Simancas recula comme s’il eût été frappé d’un coup de poing dans la poitrine, et n’eut pas la force d’articuler une dénégation.

– Jacques Crozon est marié, reprit Nointel; il vient de rentrer à Paris après une campagne de deux ans, et pendant qu’il était en mer, sa femme est devenue la maîtresse de ce Golymine.

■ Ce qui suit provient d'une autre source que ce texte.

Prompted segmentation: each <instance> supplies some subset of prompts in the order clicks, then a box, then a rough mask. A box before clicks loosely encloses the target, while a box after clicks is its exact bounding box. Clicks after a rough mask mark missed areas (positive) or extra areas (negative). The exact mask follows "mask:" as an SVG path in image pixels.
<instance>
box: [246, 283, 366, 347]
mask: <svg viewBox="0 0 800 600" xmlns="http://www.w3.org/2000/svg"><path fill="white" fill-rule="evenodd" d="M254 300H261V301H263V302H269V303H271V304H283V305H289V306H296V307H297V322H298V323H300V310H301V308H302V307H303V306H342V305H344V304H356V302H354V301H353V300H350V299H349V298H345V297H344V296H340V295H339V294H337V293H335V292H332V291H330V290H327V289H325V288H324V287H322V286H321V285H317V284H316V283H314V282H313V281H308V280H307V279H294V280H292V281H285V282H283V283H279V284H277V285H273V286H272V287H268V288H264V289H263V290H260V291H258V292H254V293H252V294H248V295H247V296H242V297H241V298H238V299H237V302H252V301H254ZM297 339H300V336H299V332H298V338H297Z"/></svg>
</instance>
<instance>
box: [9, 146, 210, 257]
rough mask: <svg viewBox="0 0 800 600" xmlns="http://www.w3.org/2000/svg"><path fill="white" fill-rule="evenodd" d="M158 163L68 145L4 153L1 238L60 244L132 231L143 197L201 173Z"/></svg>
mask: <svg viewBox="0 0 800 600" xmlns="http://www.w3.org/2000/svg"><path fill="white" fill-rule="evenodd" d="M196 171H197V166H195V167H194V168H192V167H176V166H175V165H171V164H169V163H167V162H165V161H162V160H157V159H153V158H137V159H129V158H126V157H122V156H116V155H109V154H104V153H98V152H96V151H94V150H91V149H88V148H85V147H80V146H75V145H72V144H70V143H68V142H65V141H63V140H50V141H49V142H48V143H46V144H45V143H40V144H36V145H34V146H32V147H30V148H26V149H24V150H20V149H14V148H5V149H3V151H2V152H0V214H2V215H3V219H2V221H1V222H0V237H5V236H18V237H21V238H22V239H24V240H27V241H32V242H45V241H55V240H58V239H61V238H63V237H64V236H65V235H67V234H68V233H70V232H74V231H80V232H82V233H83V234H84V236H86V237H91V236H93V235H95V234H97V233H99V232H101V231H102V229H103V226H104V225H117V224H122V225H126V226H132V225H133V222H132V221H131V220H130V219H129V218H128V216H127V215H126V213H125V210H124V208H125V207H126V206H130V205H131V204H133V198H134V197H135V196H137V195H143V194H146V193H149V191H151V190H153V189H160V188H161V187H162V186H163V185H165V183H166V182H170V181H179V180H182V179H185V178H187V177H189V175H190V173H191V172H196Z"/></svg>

Il paraît même qu’elle a eu un enfant de lui.

– Je ne sais pas pourquoi vous me racontez cette histoire.

– Vraiment? Vous m’étonnez. Eh bien, apprenez qu’il s’est trouvé un misérable pour dénoncer à Jacques Crozon la conduite de sa femme, et que ce misérable était intimement lié avec Golymine. C’est ignoble, n’est-ce pas, général?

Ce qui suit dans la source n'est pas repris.